The one genre Sammy Hagar never wanted to join

When Sammy Hagar first got the call to join Van Halen, he had a lot more to consider than stardom. 

He had already been a solo star in his own right, and if he was going to be a part of the biggest band in the country, he wanted to do more than be the pinup star at the lip of the stage. There needed to be a lot more depth to what he was doing, and from the moment that 5150 started, it was like the band had completely reinvented themselves from the ground up on every track.

While ‘Good Enough’ and ‘Get Up’ could have been perfect vehicles for David Lee Roth’s style of singing, that was never how Hagar operated. ‘The Red Rocker’ made a name for himself being one of the most intense rock and roll vocalists in the world, and even if he had a screech that was a lot different from ‘Diamond Dave’, most people would have been blown away by a song like ‘Why Can’t This Be Love’ or ‘Dreams’ no matter who was singing.

Then again, there were more than a few drawbacks to that era when you look a little bit closer. They didn’t have to settle for the doofy behaviour that Roth did every single time they played a show, but their sound was actually a lot closer to dad rock than what they were used to. They had been a party band for so long, and now that they had lyrics about the human condition and dissecting what it meant to be in love, they were a lot closer to what bands like Boston were doing than anything coming out of California.

But as far as Hagar was concerned, that was only a good thing. As much as Van Halen tore up the stadium circuit before he was in the band, Roth’s schtick of being one of the most iconic frontmen who ever lived wasn’t going to last forever. That was practically like watching a Vegas act that happened to have a pretty kickass rock and roll band in Hagar’s mind, and since the rest of California was following Roth’s lead by being as glamorous as possible, Hagar wanted to move in the opposite direction.
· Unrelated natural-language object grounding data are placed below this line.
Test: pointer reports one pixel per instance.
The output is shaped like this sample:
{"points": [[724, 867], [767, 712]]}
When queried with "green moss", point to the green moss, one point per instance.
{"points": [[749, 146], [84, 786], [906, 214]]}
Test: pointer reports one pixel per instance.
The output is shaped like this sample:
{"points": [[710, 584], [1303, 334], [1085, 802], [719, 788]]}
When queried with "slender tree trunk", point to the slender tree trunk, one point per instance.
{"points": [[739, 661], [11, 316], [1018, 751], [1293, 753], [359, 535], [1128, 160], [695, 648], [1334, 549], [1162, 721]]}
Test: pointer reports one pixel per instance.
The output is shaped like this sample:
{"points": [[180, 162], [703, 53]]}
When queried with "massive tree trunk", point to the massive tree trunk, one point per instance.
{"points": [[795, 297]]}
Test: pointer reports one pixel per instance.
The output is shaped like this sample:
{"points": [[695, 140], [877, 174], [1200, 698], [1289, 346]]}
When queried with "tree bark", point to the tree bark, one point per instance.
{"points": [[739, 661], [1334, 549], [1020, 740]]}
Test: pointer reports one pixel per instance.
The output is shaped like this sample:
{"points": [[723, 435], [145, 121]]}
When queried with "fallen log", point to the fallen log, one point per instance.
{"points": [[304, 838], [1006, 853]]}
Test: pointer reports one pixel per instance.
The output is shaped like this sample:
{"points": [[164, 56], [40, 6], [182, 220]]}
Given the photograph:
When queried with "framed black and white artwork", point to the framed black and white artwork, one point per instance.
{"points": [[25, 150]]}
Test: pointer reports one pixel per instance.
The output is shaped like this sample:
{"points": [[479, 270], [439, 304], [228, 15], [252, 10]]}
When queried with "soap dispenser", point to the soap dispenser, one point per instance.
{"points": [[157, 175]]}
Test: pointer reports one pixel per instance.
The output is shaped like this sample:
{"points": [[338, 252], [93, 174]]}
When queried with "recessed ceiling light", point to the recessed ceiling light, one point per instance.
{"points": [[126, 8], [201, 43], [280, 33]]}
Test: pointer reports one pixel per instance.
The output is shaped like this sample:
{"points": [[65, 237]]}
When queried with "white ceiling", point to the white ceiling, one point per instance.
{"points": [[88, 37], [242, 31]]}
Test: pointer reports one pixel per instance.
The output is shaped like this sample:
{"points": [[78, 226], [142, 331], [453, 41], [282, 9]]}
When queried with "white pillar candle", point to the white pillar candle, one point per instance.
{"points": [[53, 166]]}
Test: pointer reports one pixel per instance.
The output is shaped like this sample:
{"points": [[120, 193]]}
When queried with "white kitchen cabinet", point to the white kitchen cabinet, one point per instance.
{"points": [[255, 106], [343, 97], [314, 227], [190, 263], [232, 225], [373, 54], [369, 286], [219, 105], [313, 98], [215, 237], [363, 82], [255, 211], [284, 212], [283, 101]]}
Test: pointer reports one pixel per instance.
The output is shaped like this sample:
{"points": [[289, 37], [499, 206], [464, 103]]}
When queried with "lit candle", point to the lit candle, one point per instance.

He certainly had respect for the early days of glam like David Bowie, but he wasn’t about to start putting on spandex and singing songs about sex all the time, either, saying, “There’s no question that with Roth, Van Halen was unique and that got the band off the ground, but it had this glamorous, dated image about it. When I joined, I wasn’t into that whole heavy metal fashion thing. I wasn’t a leather king or doing the glam thing like Roth and Van Halen were before the Van Hagar era.”

In all fairness, the look did work to a degree when Roth was in the band. ‘Diamond Dave’ was made for MTV when the channel was in its infancy, but by the time it had reached the video for ‘Panama’, it was starting to get a bit ridiculous. And when you look at what was happening to rock around the turn of the decade, Van Halen may have been counting their blessings that they weren’t being treated like a glam band.

Anyone else in Van Halen’s shoes would have easily crumbled after the grunge wave came in, but when they took out a band like Alice in Chains on tour, hearing tunes like ‘Right Now’ didn’t feel out of place. They had ascended to the same level as their heroes like Aerosmith and Led Zeppelin, and there was no chance that they were going to be associated with bands like Poison.

That was all part of the early stages of Van Halen, and when Hagar joined the group, it was about more than getting a new singer that had a half-decent voice. The ride was already turning, and ‘The Red Rocker’ was the one who helped push them beyond the Sunset Strip and closer to rock and roll history.